As you already know by now, the Nationals tendered contracts to six of their seven arbitration-eligible players before Monday night's deadline, cutting ties only with reliever Doug Slaten.
You may not, however, have stayed up late enough to read a complete list of all the players non-tendered before midnight. Those players are now suddenly free agents and there for any other club to gobble up, including the Nationals.
Before we take a look at a few intriguing names who might pique Mike Rizzo's interest, we should note that the Rays did tender B.J. Upton a contract last night. So forget about the center fielder becoming available and signing with the Nationals this winter. (Upton, of course, still is scheduled to become a free agent after the 2012 season, so the Nats could try to sign him then. Or they could continue to try to work out a trade for him, though those talks have gone nowhere for two years now.)
Anyways, here are four players non-tendered by their clubs last night who could draw some interest from the Nationals...
LHP JOE SAUNDERS
The 30-year-old lefty didn't have a bad season by any stretch of the imagination, going 12-13 with a 3.69 ERA in 33 starts and posting a solid 1.307 WHIP for the Diamondbacks. But Saunders was a classic non-tender candidate, not because of his performance but because of his projected salary.
After making 5.5 million through arbitration, Saunders would have been in line to receive a salary bump up to 7 million or even 8 million. The D'backs didn't think he was worth that much money, so they cut him loose.
Would the Nationals be interested? Well, Saunders' numbers may not quite mimic Mark Buehrle's, but he has averaged 32 starts and 199.8 innings pitched each of the last four seasons, and he has postseason experience both with the Diamondbacks and Angels. He's also a local boy, having been born in Falls Church, gone to high school at West Springfield and pitched in college at Virginia Tech.
There could be some significant competition for Saunders, who could command a multi-year contract. But he'd certainly come cheaper than Buehrle while putting up nearly comparable numbers.
2BSS RYAN THERIOT
When's the last time the starting second baseman for the defending World Series champions got unceremoniously dumped the way Theriot was by the Cardinals last night? OK, so he hit .077 in that World Series, but the 32-year-old remains a solid middle infielder with a career .282 average and .344 on-base percentage.
Theriot would certainly have some value to the Nationals, who would love to add a veteran middle infielder who could mentor Ian Desmond and Danny Espinosa and give both guys occasional days off. But you've got to believe some club out there is going to offer Theriot a chance to play every day. That wouldn't be the case here, so it's probably a pipe dream.
INF JEFF KEPPINGER
This guy might make more sense for the Nationals. The 31-year-old Keppinger has started 511 big-league games, but he's versatile enough to play anywhere in the infield and he could slot in nicely here as a super-utility guy who can give Desmond, Espinosa and Ryan Zimmerman the occasional breather.

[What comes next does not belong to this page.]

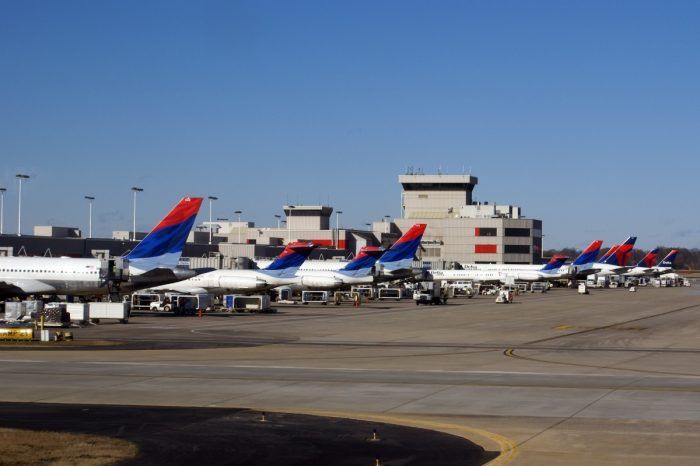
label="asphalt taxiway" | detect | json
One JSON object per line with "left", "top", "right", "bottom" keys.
{"left": 2, "top": 285, "right": 700, "bottom": 465}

Keppinger is a solid offensive player, too, boasting a career .281 average and .332 on-base percentage, though his numbers were down a bit this season (.277 and .300) in Houston and San Francisco.
LHP JOSE MIJARES
After non-tendering Slaten last night, the Nationals could be in the market for a new lefty specialist in the bullpen. Mijares, who was cut loose by the Twins, would be worth a look.
The 27-year-old had a down year in Minnesota, posting a 4.59 ERA in 58 games and dealing with some nagging (though not serious) injuries. Mijares, though, owned a 2.49 ERA and 1.137 WHIP over his previous three seasons, and he holds left-handed batters to a .212 average and .276 on-base percentage.